The cases the court cites show that the display of an item in a retail store is not an offer from the retailer to sell the item. However, when a consumer purchases a product in a retail store, the customer typically enters two contracts: one with the store, and one with the manufacturer of the item purchased. The warranties asserted in the contract that comes with the item are asserted by the manufacturer (unless the consumer purchases and additional warranty from the store). In light of these considerations, do the cases cited by the court show that Gateway is the manufacturer?

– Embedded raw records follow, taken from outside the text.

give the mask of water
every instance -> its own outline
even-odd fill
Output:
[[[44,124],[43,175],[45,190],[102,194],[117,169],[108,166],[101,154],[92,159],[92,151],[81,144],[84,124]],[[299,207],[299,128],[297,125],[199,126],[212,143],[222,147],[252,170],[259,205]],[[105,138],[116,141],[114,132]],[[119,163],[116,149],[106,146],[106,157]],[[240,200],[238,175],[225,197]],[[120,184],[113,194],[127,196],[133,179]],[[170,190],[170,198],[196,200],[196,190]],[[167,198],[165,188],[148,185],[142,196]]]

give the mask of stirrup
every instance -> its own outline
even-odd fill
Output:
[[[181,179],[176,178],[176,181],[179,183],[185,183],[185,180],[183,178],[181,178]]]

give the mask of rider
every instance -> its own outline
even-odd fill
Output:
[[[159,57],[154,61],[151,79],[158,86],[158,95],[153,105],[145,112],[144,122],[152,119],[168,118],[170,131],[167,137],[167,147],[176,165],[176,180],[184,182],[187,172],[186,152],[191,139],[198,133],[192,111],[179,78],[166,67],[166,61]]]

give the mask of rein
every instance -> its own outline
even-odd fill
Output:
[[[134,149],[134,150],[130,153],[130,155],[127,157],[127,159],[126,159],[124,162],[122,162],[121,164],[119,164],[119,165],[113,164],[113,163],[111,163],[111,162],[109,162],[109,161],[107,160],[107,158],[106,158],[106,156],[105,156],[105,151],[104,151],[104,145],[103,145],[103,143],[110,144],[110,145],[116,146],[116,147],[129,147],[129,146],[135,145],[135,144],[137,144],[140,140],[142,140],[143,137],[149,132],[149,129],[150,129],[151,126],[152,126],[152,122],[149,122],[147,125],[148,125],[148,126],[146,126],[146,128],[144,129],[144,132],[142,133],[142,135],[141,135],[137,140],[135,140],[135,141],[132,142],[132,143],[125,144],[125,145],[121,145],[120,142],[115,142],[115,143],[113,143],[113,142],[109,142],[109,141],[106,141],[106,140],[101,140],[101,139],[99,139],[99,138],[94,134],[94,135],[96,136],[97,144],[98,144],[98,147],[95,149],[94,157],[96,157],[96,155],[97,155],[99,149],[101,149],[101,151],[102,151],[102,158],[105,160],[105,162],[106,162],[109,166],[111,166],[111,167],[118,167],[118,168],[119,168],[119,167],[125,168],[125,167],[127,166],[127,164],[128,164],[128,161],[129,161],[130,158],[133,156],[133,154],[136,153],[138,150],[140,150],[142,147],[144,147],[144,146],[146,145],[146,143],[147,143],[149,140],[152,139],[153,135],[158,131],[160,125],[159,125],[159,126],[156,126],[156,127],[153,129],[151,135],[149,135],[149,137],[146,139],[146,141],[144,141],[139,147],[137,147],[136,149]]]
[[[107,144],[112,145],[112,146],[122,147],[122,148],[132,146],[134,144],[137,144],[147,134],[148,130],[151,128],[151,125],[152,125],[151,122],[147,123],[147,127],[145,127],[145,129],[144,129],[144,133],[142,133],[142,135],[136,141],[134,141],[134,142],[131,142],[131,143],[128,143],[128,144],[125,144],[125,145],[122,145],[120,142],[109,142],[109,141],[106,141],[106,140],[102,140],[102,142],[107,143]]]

Under §2-207, the Standard Terms constitute either an expression of acceptance or written confirmation.
As an expression of acceptance, the Standard Terms would constitute
a counter-offer only if Gateway expressly made its acceptance conditional on
plaintiff's assent to the additional or different terms. K.S.A. § 84-2-207(1); V.A.M.S. § 400.2- 207(1). "[T]he
conditional nature of the acceptance must be clearly expressed in a manner
sufficient to notify the offeror that the offeree is unwilling to proceed with
the transaction unless the additional or different terms are included in the
Brown Machine, 770 S.W.2d at 420. Gateway provides no evidence that at the
time of the sales transaction, it informed plaintiff that the transaction was
conditioned on plaintiff's acceptance of the Standard Terms. Moreover, the mere fact that
Gateway shipped the goods with the terms attached did not communicate to
plaintiff any unwillingness to proceed without plaintiff's agreement to the
Standard Terms. See, e.g.,
Arizona Retail, 831 F.Supp. at 765 (conditional acceptance analysis rarely appropriate where
contract formed by performance but goods arrive with conditions attached);
Leighton Indus., Inc. v. Callier Steel Pipe & Tube, Inc., 1991 WL 18413, *6, Case No.
89-C-8235 (N.D.Ill. Feb. 6, 1991)
Because plaintiff is not a merchant, additional or different terms
contained in the Standard Terms did not become part of the parties' agreement
unless plaintiff expressly agreed to them.